At last we had gotten so rich, for we traded in cloves and spices to the merchants, that William one day proposed to me that we should give up the kind of life we had been leading. We were then off the coast of Persia.

"Most people," said William, "leave off trading when they are satisfied of getting, and are rich enough; for nobody trades for the sake of trading; much less do men rob for the sake of thieving. It is natural for men that are abroad to desire to come home again at last, especially when they are grown rich, and so rich as they would know not what to do with more if they had it."

"Well, William," said I, "but you have not explained what you mean by home. Why, man, I am at home; here is my habitation; I never had any other in my lifetime; I was a kind of charity school-boy; so that I can have no desire of going anywhere for being rich or poor; for I have nowhere to go."

"Why," says William, looking a little confused, "hast thou no relatives or friends in England? No acquaintance; none that thou hast any kindness or any remains of respect for?"

"Not I, William," said I, "no more than I have in the court of the Great Mogul. Yet I do not say I like this roving, cruising life so well as never to give it over. Say anything to me, I will take it kindly." For I could see he was troubled, and I began to be moved by his gravity.

"There is something to be thought of beyond this way of life," says William.

"Why, what is that," said I, "except it be death?"

"It is repentance."

"Why," says I, "did you ever know a pirate repent?"

At this he was startled a little, and returned.

"At the gallows I have known one, and I hope thou wilt be the second."

He spoke this very affectionately, with an appearance of concern for me.

"My proposal," William went on, "is for thy good as well as my own. We may put an end to this kind of life, and repent."

"Look you, William," says I, "let me have your proposal for putting an end to our present way of living first, and you and I will talk of the other afterwards."

"Nay," says William, "thou art in the right there; we must never talk of repenting while we continue pirates."

"Well," says I, "William, that's what I meant; for if we must not reform, as well as be sorry for what is done, I have no notion what repentance means: the nature of the thing seems to tell me that the first step we have to take is to break off this wretched course. Dost thou think it practicable for us to put an end to our unhappy way of living, and get off?"

"Yes," says he, "I think it very practicable."

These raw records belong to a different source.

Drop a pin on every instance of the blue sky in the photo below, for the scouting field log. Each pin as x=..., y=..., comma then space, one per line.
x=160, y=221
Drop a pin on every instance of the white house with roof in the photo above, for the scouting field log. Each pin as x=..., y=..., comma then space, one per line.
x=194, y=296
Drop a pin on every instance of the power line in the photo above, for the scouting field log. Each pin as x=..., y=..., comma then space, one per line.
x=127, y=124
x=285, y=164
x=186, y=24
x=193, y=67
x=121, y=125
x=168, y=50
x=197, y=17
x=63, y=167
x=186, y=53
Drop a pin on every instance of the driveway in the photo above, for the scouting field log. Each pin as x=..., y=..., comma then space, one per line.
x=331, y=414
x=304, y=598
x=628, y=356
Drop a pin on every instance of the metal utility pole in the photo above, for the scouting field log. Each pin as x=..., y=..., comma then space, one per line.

We were then anchored off the city of Bassorah, and one night William and I went ashore, and sent a note to the boatswain telling him we were betrayed and bidding him make off with the ship.

By this means we frighted the rogues our comrades; and we had nothing to do then but to consider how to convert our treasure into things proper to make us look like merchants, as we were now to be, and not like freebooters, as we really had been.

Then we clothed ourselves like Armenian merchants, and after many days reached Venice; and at last we agreed to go to London. For William had a sister whom he was anxious to see once more.

So we came to England, and some time later I married William's sister, with whom I am much more happy than I deserve.